The alphabet according to the Labour Party

A is for Anti-Semitism, which definitely doesn’t exist in the Labour Party (and don’t let the Zionist media tell you any different).

B is for Britain, a country which achieved some prominence thanks to slavery and exploitation. 

C is for Corbyn, the wisest and best dressed human in recorded history.

D is for Cat, according to Diane Abbott anyway.

E is for Economics. Which means something probably. 

F is for Fucked, which is what our party is right now.

G is for General Election. Oh bugger.

H is for Hitler. See also Nigel Farage and Boris Johnson.

I is for Islington, the centre of the British Labour movement.

J is for Jesus. See also Emily Thornberry.

K is for Kulaks, who should be liquidated as a class.

L is for Latvia, which ought to belong to Russia.

M is for McDonnell, who definitely didn’t support the IRA (and he has witnesses to prove it).

N is for Nazi, a technical term for people who don’t read the Morning Star.

O is for Oscar, which is what Ken Loach should have won for ‘I, Daniel Blake’.

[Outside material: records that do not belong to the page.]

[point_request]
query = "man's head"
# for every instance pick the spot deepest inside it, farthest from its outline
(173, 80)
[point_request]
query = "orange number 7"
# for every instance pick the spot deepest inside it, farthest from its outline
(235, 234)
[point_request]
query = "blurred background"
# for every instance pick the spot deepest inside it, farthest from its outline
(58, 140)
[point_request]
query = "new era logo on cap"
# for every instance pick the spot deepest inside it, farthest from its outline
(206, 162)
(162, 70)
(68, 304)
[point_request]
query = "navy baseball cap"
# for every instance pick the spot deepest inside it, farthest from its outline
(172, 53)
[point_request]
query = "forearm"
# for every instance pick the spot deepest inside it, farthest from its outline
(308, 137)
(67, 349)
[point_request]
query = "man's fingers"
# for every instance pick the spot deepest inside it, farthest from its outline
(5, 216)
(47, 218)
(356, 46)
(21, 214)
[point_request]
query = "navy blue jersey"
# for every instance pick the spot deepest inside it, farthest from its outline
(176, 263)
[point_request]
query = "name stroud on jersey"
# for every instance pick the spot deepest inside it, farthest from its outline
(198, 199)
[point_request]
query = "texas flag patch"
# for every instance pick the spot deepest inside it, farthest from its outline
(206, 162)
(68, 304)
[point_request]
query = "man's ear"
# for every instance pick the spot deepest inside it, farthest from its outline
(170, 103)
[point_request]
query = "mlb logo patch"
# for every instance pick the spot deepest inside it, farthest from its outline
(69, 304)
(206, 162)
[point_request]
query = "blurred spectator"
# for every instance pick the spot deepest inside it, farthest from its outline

P is for Pissed, which is what you have to be to vote for us.  

Q is for Queen. See also Hag and Parasite.

R is for Racist, which you almost certainly are.

S is for Socialism, which will work next time it’s tried.

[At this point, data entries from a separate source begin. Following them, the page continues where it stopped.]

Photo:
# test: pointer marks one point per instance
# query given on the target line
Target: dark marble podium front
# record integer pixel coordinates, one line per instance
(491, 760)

T is for Thatcher, who probably ate your hamster. See also Satan.

U is for United States of America. Like Mordor but real.

V is for Venezuela, a South American socialist paradise (please don’t investigate further).

W is for Warsaw Pact, who should have won the Cold War.

X is for Wilson, if you were educated at a school we ranked as ‘Outstanding’.

Y is for Yoga, which should be made compulsory.

Z is for Zimbabwe, which is what we’ll turn the British economy into.